Needles: US 5/3.75 mm bamboo circulars
Start/finish: 26 March - 26 April 2010
Gauge: 20 sts/32 rows in 4 inches
Comments/modifications: What a lovely and quick (despite my time line) knit! A top down circular yoke is not a sweater style I've knit before, but it was really fun. The lace pattern in the yoke keeps it from getting too monotonous, and the yarn colors helped with the monotany on the body. I made one major modification: instead of binding off the sleeve stitches when I got to them, I put them on holders. My thinking was that I wanted to put sleeves on when I was done with the body, and make them as long as the yarn held out. Once I was done with the body, I decided to keep the cap sleeves for the moment, so I bound off in knit from the wrong side. That way, in the fall when it starts getting cooler, I can pick out that bound off edge and knit the sleeves down.

Tappan Zee arm

I love the diamond detail at the bottom,

Tappan Zee hem detail

which matches the diamonds in the yoke.

Tappan Zee yoke

Now for the yarn. I blogged about the spinning last spring/summer, but discovered when I started swatching, that the yarn need a bit of TLC. As you can see,

TZ swatch pre-adjustment

I was a wee bit tense when I did the plying. Perhaps I was a bit overplied myself, what with the move and all, but there is some serious skew in that stockinette. Add to that the fact that the yarn was not so pleasant to knit with (read: wiry, stiff and scratchy) and I decided that I needed to do something to take out some of the plying twist.

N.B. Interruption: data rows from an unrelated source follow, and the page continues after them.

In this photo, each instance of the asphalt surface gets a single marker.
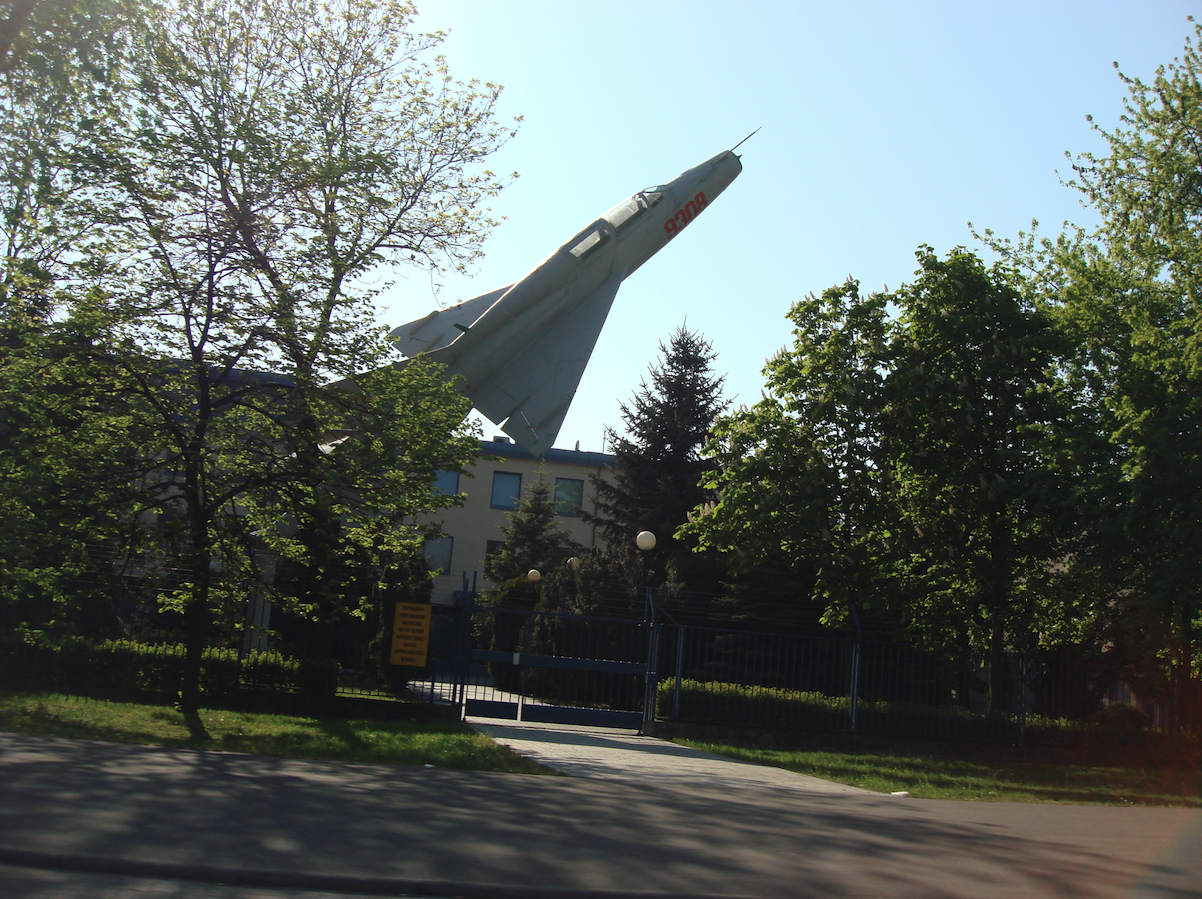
(90, 819)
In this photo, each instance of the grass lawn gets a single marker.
(997, 778)
(441, 743)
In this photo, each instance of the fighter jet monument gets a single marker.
(522, 349)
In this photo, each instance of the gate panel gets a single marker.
(555, 667)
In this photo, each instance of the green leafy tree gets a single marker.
(534, 540)
(1129, 295)
(798, 475)
(659, 465)
(257, 166)
(971, 402)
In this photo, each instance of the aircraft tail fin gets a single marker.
(533, 392)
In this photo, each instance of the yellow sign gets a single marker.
(411, 633)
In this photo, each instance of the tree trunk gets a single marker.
(999, 668)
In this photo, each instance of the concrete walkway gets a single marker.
(605, 754)
(194, 817)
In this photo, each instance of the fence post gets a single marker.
(854, 698)
(652, 678)
(1022, 697)
(676, 700)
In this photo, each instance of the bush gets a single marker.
(123, 665)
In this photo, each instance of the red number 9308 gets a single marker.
(684, 215)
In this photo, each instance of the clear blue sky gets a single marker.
(886, 125)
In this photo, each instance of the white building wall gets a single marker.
(476, 523)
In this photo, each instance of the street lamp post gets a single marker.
(646, 542)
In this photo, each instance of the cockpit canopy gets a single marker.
(628, 210)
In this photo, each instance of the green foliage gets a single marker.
(745, 706)
(659, 469)
(195, 194)
(973, 399)
(1126, 296)
(534, 540)
(798, 474)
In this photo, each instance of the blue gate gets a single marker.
(555, 667)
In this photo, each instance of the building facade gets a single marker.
(498, 482)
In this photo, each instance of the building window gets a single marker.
(438, 554)
(446, 483)
(506, 489)
(569, 495)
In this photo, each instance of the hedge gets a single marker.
(743, 706)
(159, 668)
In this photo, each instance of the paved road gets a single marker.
(420, 831)
(607, 754)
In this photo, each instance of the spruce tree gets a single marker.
(534, 540)
(659, 463)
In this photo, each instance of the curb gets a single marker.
(313, 881)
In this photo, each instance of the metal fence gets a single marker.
(643, 668)
(796, 683)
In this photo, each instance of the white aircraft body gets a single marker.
(522, 349)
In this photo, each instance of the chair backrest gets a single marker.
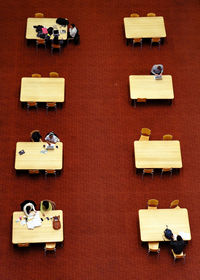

I took the three skeins I'd planned to use for the sweater (based on relatively similar grists) and ran them back through the wheel to take out some of the plying twist. I basically put the brake band on tightly, and re-plied the yarn with the wheel spinning in the same direction as when I spun the singles. I more or less let the yarn run onto the bobbin with only a little bit of tension, but if I came across a section that was really over-plied I held on a bit longer. Reskeined, rewashed, redried, and reswatched.

TZ swatch post-adjustment

Much softer, much less noticeable bias, much more pleasant to work with. I've gotten a wee bit obsessed with grist recently, so I noted what these skeins came in at: 253 yds at 1094 ypp, 285 yds at 1140 ypp and 225 yds at 973 ypp. I started with the heaviest grist on the top, since the skein I have left for the arms is also around 975 ypp, and I wanted the lighter fluffier stuff in the body.

So all in all a great success. I desperately need to find the right buttons for it, but that may have to wait for a bit, since we've now entered The Month of Nonstop Houseguests. We currently have four parents and four girl children, aged five and under, in our house. As soon as the extra parents and children leave, we get an old friend from Tucson and his SO for a few days, and then a couple weeks later, Nana arrives. So forgive me if the blogging is a bit hit or miss for the next few weeks. Maybe I'll be able to get back here regularly when we finally have a functioning government!